In Closed-End Funds, once shares are issued in an IPO, the advisor has minimal financial interest to add value for the funds' shareholders. Shareholders cannot simply redeem their shares for Net Asset Value ("NAV"); in aggregate they are captive. If nobody wants to buy a certain closed-end fund at NAV, it will trade at a discount. The advisor collects fees from the Closed-End Fund regardless whether the advisor appears to have added value, and whether the shares have traded at a perpetual discount.

FGI and FGF traded to a discounted valuation shortly after their IPOs, and have stayed there. Shareholder proposals to terminate each funds' Advisory Agreement appear on every shareholder's voting proxy this year. The proposal could have the effect for every shareholder to achieve liquidity at or near NAV, although that point may not be apparent to all readers of the proxy.

Regardless what is best for shareholders, the advisor's financial streams from the fund's underlying assets would stop if shareholders collectively exited. Would it surprise anyone to learn the board has recommend voting against the proposals, and that broker non-votes will be treated as votes against?

On March 29, DealFlow Media's Closed-End Fund Alert (to which I contribute) covered the shareholder base, and the extent of foresight with which SunAmerica was (or wasn't) managing their AUM sacrifices. Two days later, FGI and FGF announced their chairman was retiring, and that existing legal counsel had been nominated to replace him.

I own FGI and FGF shares only because I believe the shareholder base will escape captivity. The voting power and savvy of filers including as Bulldog Investors (18.55% of FGI and 18.52% of FGF), and Karpus Management (whose schedule 13-G's accounts for another 13.21% and 8.52% of ownership respectively) lead me to believe that the proposals will pass or that their favor will cause the meetings to be canceled for more amicable proxies. I do not think it matters how foolish SunAmerica's boards assume their shareholders to be. Not here. I do not think it matters how little SunAmerica cares how it defines itself as a money manager. Not here. There are lots of smart shareholders.

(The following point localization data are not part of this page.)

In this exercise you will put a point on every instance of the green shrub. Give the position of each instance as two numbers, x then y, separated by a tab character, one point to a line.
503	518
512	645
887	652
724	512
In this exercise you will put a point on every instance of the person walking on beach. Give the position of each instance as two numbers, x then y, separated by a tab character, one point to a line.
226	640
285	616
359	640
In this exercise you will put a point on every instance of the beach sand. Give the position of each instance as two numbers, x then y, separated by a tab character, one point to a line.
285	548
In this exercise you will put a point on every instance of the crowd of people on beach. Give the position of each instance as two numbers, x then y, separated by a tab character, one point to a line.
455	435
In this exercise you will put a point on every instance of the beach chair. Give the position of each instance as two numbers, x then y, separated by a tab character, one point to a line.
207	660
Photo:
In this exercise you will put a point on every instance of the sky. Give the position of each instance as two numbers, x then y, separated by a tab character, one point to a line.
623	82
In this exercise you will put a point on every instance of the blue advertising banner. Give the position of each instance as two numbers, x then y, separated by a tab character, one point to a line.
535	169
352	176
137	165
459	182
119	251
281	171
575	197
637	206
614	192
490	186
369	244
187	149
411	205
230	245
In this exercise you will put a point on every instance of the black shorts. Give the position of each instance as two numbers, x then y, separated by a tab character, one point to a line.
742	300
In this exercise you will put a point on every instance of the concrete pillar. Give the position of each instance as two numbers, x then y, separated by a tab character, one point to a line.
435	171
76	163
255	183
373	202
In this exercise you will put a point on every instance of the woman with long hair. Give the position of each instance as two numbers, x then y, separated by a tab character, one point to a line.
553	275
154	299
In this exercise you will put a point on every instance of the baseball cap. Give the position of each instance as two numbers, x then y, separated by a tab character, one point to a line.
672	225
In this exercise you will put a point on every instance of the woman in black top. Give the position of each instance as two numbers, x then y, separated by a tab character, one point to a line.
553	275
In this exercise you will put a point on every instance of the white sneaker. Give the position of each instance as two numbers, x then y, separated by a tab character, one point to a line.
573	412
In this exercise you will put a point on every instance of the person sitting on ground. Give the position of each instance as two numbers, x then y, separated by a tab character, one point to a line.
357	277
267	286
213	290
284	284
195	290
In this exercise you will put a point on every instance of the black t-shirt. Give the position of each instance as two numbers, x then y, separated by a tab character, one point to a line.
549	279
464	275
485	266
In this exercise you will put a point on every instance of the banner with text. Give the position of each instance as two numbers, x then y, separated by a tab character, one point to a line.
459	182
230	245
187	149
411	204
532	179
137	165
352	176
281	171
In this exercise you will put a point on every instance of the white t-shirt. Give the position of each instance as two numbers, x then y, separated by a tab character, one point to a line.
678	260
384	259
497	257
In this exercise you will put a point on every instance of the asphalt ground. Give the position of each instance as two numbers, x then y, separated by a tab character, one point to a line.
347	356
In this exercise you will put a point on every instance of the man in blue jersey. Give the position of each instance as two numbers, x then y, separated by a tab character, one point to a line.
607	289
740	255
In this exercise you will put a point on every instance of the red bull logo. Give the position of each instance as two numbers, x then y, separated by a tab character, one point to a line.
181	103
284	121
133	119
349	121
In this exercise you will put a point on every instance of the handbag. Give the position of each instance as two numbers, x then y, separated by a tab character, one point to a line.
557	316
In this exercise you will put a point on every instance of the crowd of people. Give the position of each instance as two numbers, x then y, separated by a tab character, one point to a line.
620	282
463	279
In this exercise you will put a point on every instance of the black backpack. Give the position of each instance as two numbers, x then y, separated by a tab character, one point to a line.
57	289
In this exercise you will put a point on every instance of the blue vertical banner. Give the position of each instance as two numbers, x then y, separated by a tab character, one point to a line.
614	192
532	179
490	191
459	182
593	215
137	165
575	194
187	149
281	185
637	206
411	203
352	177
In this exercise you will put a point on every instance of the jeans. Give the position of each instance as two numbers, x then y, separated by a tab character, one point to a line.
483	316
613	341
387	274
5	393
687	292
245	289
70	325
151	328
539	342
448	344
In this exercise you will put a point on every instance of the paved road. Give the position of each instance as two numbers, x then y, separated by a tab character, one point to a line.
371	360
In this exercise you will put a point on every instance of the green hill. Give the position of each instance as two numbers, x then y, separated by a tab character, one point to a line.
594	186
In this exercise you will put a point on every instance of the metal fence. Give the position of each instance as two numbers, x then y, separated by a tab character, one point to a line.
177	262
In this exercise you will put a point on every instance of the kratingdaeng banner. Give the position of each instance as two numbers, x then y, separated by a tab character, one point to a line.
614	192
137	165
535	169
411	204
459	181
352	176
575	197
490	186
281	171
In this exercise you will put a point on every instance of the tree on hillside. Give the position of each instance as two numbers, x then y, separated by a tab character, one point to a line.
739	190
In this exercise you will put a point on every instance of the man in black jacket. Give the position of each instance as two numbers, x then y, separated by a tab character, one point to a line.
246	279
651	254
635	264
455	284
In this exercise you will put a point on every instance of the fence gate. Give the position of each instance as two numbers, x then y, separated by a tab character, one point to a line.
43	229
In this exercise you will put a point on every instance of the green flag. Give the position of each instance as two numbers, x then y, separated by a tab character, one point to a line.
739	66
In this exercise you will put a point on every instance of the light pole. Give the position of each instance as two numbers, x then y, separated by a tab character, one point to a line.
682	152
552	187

Throughout the post-IPO years, while market discounts were allowed to persist (and reflected in lesser values of shareholders' positions) was a culture born? Was the habit of not creating value for shareholders even more culturally learned by the boards than prioritizing the advisor's AUM interests?

The answers may only matter to onlookers seeking to look at FGI and FGF as a case study of poor planning. In my estimation, the inmates are escaping the captive walls of FGI and FGF. Still, the boards are reluctant to grasp the reality of the situation. With every passing day the shares are increasingly in the hands of institutional investors. The only thing current boards might do is delay the inevitable, further adding to the coffers of their lawyers tasked with the same priorities that existed long ago. I see the boards' choice to oppose the proposals without offering an open-ended alternative as only their latest foolish choice.

Disclosure: I am long FGI, FGF, including numerous accounts licensed to Covestor (Core, Well Intentioned Activism Profile Closed-End Funds, Long/Short Opportunistic).